La muerte accidental de Agostenelli e in­cluso el fallecimiento de dos muchachas desconocidas atropelladas por un vehículo, conturban al punto su ánimo. Para Proust, eterno enfermo, la muerte encarnaba tam­bién la constante amenaza de ver brutal­mente interrumpida su obra de artista. Proust vivió toda su vida en presencia de su muerte y nada se decidía a emprender sin preverla: «La muerte, que tan indul­gente se ha portado hasta ahora conmigo, puede acabar por venir a mi encuentro e impedirme volverle a ver», escribía ya a Montesquiou en 1908 (1-CCXXXVIII-página 268). Su carácter nervioso e inestable le impedía adoptar cualquier decisión que no fuese instalarse en un nuevo domicilio, vender muebles o concertar una entrevista. De vez en cuando, le asaltaban dudas sobre el valor de su obra. « ¡Jamás escribiré yo nada tan hermoso! Pero me gustaría escri­bir alguna cosa y tal vez no pueda hacerlo nunca como quisiera», le confiaba a Mon­tesquiou a propósito de un artículo de Bataille. De aquí su afectuoso reconocimiento por cuantos le admirasen sinceramente: Lucien Daudet, Sydney Schiff… Peí mismo modo, nos informan sus cartas de sus gus­tos artísticos. El XIV cuarteto de Beetho­ven le emocionaba extraordinariamente y, cuando se le preguntaba qué cuadros del Louvre prefería, designaba tres pinturas de Chardin, un Renoir, un Monet y un Corot. Como discípulo genial de Saint-Simon, este autor ejerció una gran influencia en su obra. Proust lo cita constantemente en sus car­tas, como también a Corneille, La Fontaine, La Bruyére y Sully Prudhome.
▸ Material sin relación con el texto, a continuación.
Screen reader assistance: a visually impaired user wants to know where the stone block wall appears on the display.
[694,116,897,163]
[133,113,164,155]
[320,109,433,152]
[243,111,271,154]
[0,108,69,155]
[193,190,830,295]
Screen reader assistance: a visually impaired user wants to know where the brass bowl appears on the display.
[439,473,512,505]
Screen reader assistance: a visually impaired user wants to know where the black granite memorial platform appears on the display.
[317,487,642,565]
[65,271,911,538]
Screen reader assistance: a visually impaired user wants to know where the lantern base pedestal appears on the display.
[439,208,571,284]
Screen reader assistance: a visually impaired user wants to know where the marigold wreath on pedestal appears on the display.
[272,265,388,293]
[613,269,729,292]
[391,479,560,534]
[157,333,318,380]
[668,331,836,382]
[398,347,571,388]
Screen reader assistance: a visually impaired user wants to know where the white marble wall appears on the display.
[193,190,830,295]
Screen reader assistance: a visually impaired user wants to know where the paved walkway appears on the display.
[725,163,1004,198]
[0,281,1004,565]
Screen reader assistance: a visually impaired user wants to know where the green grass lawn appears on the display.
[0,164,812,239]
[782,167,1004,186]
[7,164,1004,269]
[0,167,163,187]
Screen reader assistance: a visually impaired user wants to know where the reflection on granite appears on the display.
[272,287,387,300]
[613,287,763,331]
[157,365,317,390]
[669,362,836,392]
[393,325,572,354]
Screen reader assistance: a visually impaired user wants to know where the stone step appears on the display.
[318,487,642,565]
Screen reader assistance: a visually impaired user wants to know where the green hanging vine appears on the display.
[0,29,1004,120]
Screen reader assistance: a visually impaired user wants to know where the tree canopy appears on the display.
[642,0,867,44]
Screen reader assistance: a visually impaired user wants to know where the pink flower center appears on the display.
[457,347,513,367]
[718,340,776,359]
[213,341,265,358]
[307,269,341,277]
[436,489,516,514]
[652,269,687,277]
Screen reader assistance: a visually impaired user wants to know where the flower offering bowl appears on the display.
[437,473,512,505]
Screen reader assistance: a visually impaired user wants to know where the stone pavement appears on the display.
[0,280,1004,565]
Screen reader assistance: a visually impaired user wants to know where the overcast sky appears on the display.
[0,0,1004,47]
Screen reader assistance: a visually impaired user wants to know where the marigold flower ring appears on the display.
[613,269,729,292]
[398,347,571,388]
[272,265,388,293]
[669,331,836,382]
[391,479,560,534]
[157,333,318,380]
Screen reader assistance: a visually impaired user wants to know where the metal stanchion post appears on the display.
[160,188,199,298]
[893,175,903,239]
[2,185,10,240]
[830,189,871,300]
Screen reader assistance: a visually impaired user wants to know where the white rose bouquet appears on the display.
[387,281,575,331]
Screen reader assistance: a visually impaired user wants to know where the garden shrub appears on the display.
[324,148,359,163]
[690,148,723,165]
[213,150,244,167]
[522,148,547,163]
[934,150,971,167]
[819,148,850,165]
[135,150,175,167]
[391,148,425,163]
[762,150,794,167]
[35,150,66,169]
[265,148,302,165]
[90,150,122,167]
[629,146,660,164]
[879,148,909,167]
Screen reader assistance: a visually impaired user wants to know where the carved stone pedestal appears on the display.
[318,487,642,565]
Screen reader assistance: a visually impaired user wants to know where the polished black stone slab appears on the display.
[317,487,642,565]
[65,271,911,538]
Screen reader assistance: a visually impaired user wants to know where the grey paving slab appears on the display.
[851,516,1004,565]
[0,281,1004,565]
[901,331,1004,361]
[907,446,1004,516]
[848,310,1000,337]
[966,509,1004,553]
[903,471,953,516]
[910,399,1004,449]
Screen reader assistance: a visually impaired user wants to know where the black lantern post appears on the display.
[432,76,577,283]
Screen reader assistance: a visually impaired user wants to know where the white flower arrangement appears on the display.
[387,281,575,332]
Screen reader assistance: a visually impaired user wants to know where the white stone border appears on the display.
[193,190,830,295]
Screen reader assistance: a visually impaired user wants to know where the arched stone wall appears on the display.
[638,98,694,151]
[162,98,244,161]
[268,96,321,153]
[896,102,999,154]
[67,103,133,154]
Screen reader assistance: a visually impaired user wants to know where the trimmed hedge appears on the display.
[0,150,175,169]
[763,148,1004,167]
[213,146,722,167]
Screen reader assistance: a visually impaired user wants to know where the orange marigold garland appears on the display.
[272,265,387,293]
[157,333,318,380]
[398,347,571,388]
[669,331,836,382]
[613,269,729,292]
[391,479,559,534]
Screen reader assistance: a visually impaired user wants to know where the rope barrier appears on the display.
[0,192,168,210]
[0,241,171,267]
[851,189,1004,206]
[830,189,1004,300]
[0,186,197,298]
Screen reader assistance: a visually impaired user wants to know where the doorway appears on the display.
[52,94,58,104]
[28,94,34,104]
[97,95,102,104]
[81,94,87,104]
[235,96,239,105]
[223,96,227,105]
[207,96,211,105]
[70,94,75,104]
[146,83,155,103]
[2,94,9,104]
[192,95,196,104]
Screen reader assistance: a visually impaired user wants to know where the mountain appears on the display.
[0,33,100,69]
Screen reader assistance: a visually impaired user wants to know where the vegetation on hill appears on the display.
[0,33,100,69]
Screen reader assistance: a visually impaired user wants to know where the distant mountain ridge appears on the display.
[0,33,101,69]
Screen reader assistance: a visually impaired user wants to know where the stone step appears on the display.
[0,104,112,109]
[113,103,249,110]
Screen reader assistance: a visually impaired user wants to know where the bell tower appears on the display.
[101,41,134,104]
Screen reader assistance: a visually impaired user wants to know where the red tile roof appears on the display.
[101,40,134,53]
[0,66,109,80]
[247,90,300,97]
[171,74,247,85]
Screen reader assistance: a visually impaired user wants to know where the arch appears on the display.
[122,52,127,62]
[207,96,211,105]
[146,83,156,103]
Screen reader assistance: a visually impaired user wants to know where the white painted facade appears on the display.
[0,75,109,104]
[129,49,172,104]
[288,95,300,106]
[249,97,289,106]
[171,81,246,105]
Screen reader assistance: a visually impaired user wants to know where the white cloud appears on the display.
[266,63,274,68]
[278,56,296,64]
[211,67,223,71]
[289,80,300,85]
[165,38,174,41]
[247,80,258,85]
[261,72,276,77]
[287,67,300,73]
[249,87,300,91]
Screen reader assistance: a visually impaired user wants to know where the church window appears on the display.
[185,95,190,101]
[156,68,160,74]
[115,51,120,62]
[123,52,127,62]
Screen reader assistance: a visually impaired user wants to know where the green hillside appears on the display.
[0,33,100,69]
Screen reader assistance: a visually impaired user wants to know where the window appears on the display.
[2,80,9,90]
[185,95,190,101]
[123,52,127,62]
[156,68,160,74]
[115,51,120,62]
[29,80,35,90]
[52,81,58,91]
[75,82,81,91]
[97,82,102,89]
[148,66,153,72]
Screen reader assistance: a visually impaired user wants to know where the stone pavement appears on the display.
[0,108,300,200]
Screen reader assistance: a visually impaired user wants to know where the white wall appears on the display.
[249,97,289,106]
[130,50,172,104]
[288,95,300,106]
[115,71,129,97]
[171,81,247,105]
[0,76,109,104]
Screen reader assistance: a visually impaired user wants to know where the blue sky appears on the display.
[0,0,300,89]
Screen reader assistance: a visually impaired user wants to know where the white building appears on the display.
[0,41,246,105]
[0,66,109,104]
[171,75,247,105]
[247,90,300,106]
Admira a Baudelaire y a Francis Jammes, descubre a Giraudoux y a Paul Morand, pero reco­noce que es incapaz de comprender a Péguy. A veces se muestra irónico, demos­trando que domina el secreto de las frases brillantes, como cuando, comparando a Montesquiou con un «Saint Simón casca­rrabias», dice: «Qu’il se croit parti pour la gloire», jugando con la doble significación del «parti» verbal (partido, destinado) y del «parti» adjetivo (dormido, borracho, en sus acepciones populares). En compensación a estos alfilerazos que a veces dispara su in­genio, su generosidad no conoce límites, e inmediatamente saldrá en defensa del mis­mo Montesquiou o de Boylesve. Proust es demasiado sensible y le duele demasiado el mal ajeno para ser un malvado. «El peor mal, el único mal auténtico que nos hacen los malvados, es impedirnos responder a sus malas acciones con nuestra bondad, obligándonos a ser un poco malos también», escribe a J.-E. Blanche a propósito de Forain, individuo bastante huraño (3-XV- página 133). (Las referencias están hechas con arreglo a la Correspondencia publicada por la editorial Plon, siendo la primera ci­fra el número del tomo y la segunda el de la carta.)